Although the press release issued Thursday by the J. Paul Getty Museum, was noncommittal, Sharon Waxman reported in Saturday’s NY Times that the first meeting of the panel of experts assembled by the museum to provide more information about its Cult Statue of a Goddess brought the Getty “a step closer to relinquishing ownership of one of its most prized artifacts.” The statue is one of the museum’s holdings that have been claimed by Italy.
From Getty Museum director Michael Brand‘s comments to Waxman, it appears that the museum has all but conceded that it needs to give up the statue, and is going through this elaborate research ritual to demonstrate that it has done its due diligence before making such a major decision about such an important object.
Brand told Waxman:
At some point our board of trustees has to agree to take it [the statue] out of the public trust and possibly give it to someone else. We should do that very carefully.

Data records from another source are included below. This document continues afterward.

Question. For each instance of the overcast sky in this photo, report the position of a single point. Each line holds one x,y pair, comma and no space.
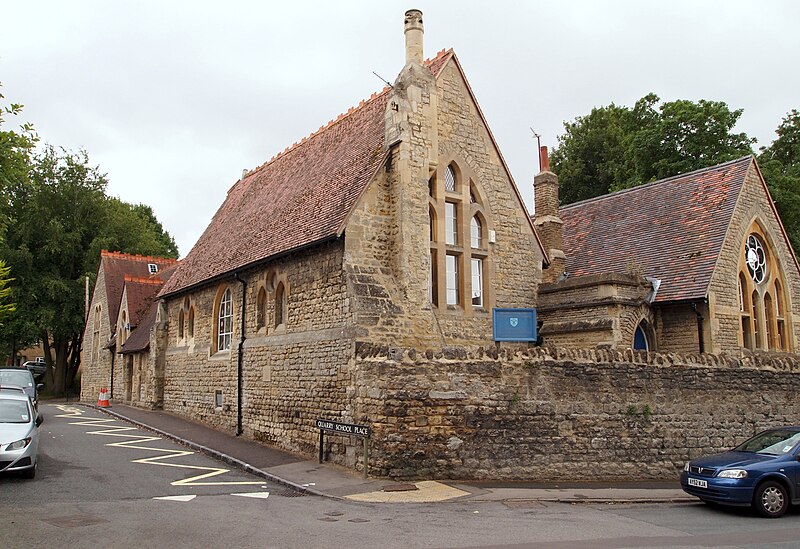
174,99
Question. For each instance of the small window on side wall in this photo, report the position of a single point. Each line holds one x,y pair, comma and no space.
190,323
225,321
450,179
280,304
261,308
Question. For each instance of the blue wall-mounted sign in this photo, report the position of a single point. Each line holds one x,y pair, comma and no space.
514,324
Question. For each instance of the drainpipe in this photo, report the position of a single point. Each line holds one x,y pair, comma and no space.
240,358
699,327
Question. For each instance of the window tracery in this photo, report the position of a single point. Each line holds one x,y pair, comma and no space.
761,297
460,259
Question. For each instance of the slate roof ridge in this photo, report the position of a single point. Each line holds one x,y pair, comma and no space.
137,257
342,116
650,184
144,280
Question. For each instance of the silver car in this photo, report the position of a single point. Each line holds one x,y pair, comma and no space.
19,434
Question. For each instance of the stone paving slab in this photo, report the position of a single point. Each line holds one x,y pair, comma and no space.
331,480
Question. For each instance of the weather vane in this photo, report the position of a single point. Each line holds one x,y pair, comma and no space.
538,146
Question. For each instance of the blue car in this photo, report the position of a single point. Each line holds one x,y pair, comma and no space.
763,472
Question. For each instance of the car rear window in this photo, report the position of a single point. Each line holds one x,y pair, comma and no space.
16,377
14,411
776,442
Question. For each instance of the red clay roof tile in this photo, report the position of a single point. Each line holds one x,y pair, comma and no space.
670,229
299,197
116,265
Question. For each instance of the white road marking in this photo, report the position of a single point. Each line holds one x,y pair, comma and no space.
134,440
177,498
260,495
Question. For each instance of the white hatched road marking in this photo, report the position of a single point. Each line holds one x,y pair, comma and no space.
177,498
135,441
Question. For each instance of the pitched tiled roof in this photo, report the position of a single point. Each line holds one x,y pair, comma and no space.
140,292
116,265
670,229
139,340
300,197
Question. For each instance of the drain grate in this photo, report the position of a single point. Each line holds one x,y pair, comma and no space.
74,521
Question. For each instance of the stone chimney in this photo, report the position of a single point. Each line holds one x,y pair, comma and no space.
547,221
414,31
412,142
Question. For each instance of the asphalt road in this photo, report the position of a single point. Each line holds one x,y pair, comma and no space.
101,483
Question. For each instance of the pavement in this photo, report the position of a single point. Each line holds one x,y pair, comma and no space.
330,480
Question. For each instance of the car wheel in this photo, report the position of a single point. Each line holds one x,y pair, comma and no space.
29,473
771,500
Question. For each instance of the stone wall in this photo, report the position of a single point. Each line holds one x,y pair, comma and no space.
388,247
548,414
95,359
677,328
593,311
293,373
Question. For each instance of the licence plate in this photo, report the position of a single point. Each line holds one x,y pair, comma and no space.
697,482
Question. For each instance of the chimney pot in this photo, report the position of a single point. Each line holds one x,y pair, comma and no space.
544,159
414,31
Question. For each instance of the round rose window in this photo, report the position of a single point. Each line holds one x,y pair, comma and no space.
756,258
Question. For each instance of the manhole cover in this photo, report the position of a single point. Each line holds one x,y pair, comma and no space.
400,487
74,521
523,504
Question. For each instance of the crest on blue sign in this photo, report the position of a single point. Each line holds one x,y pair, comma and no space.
514,324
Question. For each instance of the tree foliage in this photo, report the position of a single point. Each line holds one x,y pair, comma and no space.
6,306
60,217
619,147
16,147
780,165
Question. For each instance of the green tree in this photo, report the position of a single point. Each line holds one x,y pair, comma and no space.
619,147
133,229
62,217
16,147
780,164
589,155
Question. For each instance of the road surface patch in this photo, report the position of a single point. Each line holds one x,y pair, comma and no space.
136,441
427,491
258,495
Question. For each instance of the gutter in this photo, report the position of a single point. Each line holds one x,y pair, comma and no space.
240,357
699,327
248,266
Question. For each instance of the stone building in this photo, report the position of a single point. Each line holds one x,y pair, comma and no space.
698,262
353,277
99,350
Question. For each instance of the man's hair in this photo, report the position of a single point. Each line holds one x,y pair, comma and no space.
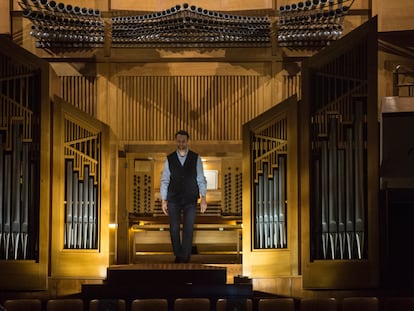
182,132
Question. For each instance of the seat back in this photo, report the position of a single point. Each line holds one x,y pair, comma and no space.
360,304
107,305
192,304
153,304
234,304
398,304
318,304
64,305
23,305
276,304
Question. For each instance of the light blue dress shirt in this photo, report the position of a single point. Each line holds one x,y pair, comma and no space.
166,174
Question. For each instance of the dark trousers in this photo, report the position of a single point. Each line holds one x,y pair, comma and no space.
182,245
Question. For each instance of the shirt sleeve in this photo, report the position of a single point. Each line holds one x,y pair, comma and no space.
201,179
165,180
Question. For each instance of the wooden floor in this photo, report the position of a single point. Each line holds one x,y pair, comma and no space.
231,262
196,258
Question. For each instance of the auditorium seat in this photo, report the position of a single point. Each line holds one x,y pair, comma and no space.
69,304
153,304
276,304
192,304
107,305
23,305
234,304
360,304
398,304
318,304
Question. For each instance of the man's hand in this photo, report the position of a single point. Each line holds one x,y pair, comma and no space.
203,204
164,206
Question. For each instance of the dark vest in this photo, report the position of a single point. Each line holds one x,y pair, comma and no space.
183,187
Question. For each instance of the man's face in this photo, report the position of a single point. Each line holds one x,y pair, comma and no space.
181,141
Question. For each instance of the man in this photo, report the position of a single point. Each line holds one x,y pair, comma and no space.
182,183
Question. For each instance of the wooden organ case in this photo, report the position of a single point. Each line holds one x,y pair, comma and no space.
270,193
80,214
339,164
24,168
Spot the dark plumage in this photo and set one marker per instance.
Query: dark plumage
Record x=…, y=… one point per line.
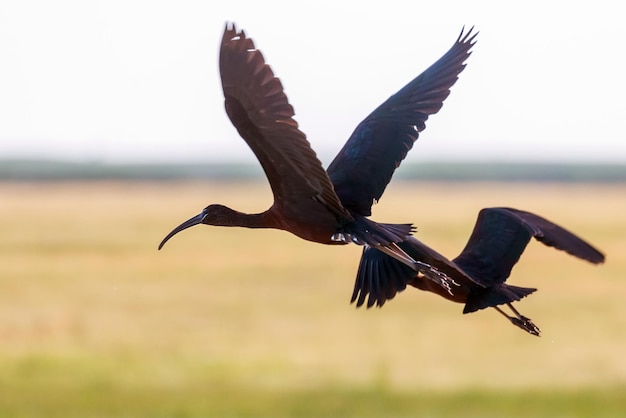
x=480, y=271
x=328, y=207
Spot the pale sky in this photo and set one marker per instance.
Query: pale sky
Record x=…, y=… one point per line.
x=138, y=81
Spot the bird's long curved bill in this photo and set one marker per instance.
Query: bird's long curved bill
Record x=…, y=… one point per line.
x=187, y=224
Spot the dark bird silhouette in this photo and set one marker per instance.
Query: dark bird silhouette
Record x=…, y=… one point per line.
x=328, y=207
x=479, y=272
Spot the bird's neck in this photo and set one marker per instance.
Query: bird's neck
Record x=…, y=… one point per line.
x=231, y=217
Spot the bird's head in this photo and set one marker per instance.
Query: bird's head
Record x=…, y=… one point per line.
x=211, y=215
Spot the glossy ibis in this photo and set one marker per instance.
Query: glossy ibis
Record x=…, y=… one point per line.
x=480, y=271
x=328, y=207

The Getty’s press release detailed some of the uncertainties yet to be clarified by the panel:
Among them were the identity of the goddess herself—opinions varied as to whether the statue represented Aphrodite, Hera, or Persephone, and what she might have been holding in her hands. In addition, the precise location of the temple where she may have stood, and the spot where she was found, remain unknown.
Brand estimated that the research and review process would be completed by the end of this year. Findings will be published on the museum’s website.
Waxman was inadvertently unfair to the Getty in her observation that “Italy, Greece and many archaeologists argue that museums like the Getty motivate looters to ransack ancient sites and middlemen to trade in illicit antiquities because of their willingness to pay huge prices to build their collections.”
She might have more properly said that critics argued that the Getty HAD MOTIVATED looters because of its PAST willingness to pay huge prices for works of uncertain provenance.
Nowhere does she give the Getty credit for its new policy, announced last October, prohibiting its acquisition of any antiquity lacking “documentation or substantial evidence” that it was out of its source country before Nov. 17, 1970, unless it can be shown to have been “legally exported from its country of origin” after that date.
Whatever encouragement its megabucks acquisitiveness may have previously given to looters is avowedly a thing of the past.